Jack's dad Tim is the local copper. Stationed down the road at Many Peaks, the senior constable ferries his brood to Builyan State School in the town paddy wagon.

At big lunch he fulfils his adopt-a-cop duties. Dressed in civvies he kicks a footy around with the students. The kids pick a different sport to play each time he visits.

The Hayes moved from Caloundra to Builyan a decade ago.

It was the "tree change" they were desperate for.

What they found was a welcoming community that felt no need to keep up with the Joneses.

"All the things that you think you have to have...you don't need them," Koti says.

Rod and Mary Marriage came to a similar realisation after a family tragedy.

Mary's sister lost her husband and son in a car crash in Dubbo.

"It made us realise life's too short. We thought, 'Let's go for broke'."

That was four years ago.

The move from Gladstone to Builyan has allowed the Marriages to realise several dreams.

Now Mary breeds Australian stump tail cattle dogs and rehabilitates sick and injured wildlife.

Rod still works in "the city".

He spends the week in Gladstone, but the weekends are reserved for family time.

Town life's not for Mary.

"I like my space and I don't like neighbours. I wouldn't go back," she said.

And, like the Hayes, the simplicity of rural life appeals.

"You can have a little house and make it a home," she said.

The fashion police have no place in the Boyne Valley, Mary adds.

"You can dress daggy and get away with it!"

Tough talking Mary Hinton is a bush girl to the core. Born in big smoke Brisbane, Mary moved to the Boyne Valley in 1948.

But she's no local. Apparently it takes four generations in the area to claim that title. "They're the pioneers, the real McCoy," Mary says.

She lives with her husband Graham in blink-and-you'll-miss-it Many Peaks.
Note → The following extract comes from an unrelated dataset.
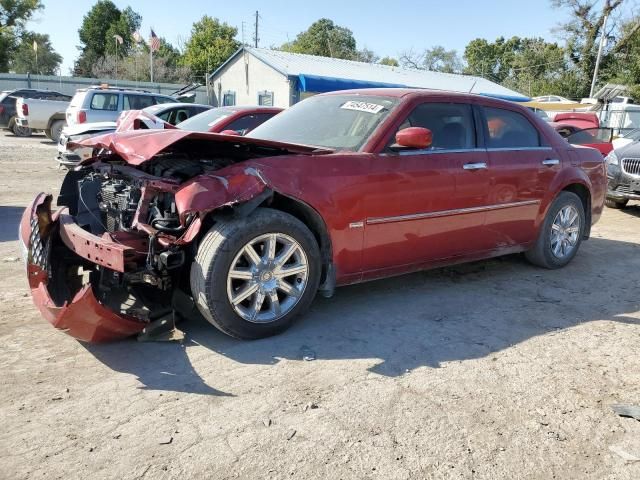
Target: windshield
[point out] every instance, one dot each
(334, 121)
(203, 122)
"I like the freedom, I like the air. There's a lot of beauty here," Mary says.

Graham hopes the region he loves so dearly will retain its innocence.

"Kids can run free here," he says.

Their hometown is tiny. Standing out front of the Grand Hotel, not a single car drives past.
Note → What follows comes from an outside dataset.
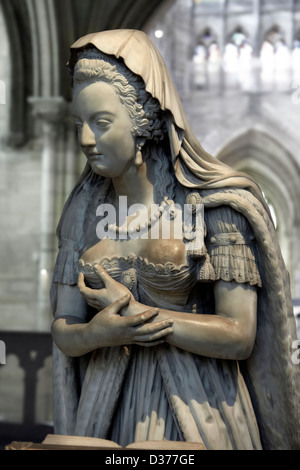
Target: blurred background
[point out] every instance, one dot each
(236, 65)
"You could slip through Many Peaks without noticing," Mary roars.

Builyan's home to about 60-odd people. And the school truly is the hub of the community.
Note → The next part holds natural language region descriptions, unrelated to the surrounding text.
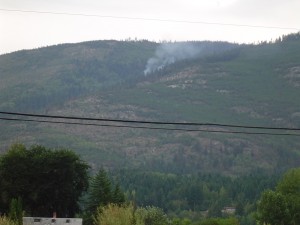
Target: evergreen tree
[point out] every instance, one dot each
(100, 192)
(118, 196)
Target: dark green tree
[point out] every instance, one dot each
(100, 191)
(272, 209)
(283, 205)
(47, 180)
(118, 196)
(289, 186)
(16, 210)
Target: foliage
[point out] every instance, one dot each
(47, 180)
(273, 209)
(113, 214)
(283, 205)
(16, 211)
(101, 192)
(220, 221)
(6, 221)
(105, 79)
(152, 216)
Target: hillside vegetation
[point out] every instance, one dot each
(209, 82)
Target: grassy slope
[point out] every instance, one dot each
(252, 88)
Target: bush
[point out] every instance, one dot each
(6, 221)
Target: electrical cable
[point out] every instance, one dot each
(149, 122)
(149, 19)
(149, 128)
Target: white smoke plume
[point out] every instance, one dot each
(168, 53)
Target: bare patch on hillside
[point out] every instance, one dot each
(293, 76)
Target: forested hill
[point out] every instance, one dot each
(200, 82)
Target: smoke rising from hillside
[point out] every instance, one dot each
(168, 53)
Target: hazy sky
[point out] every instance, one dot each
(122, 19)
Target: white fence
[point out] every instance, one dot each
(51, 221)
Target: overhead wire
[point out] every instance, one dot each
(139, 126)
(148, 122)
(148, 19)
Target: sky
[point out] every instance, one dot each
(28, 24)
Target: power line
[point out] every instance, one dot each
(149, 19)
(148, 122)
(150, 128)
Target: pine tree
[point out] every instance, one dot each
(118, 195)
(100, 193)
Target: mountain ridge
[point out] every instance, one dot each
(232, 84)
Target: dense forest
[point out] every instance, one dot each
(43, 181)
(244, 100)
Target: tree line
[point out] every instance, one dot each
(39, 181)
Principal Damien Hoare remembers the warm reception when he moved out a couple of years ago.

The residents were so excited to finally have a permanent principal they put up welcome signs.

"It was awesome!" Damien said.

Damien's last stint was at a school close to Rocky. But he's adapted nicely to the quiet life.

He reckons the kids are a different breed in the Boyne Valley.

"They don't have the influences that the bigger towns have.

"It's just kids being kids - climbing trees, swimming in waterholes, riding through bushlands."

Builyan folk leave their doors unlocked. To watch TV they need a satellite dish. Even then, it's Austar as digital only stretches so far.

And the peace and quiet remains uninterrupted by a constantly ringing mobile phone. Reception cuts out just past Calliope.

An anecdote Koti Hayes relays about her policeman hubby says it all.

The copper rocked up to a job only to find two stowaway chooks on the back seat.

"He didn't even realise they were in the car," Koti laughs.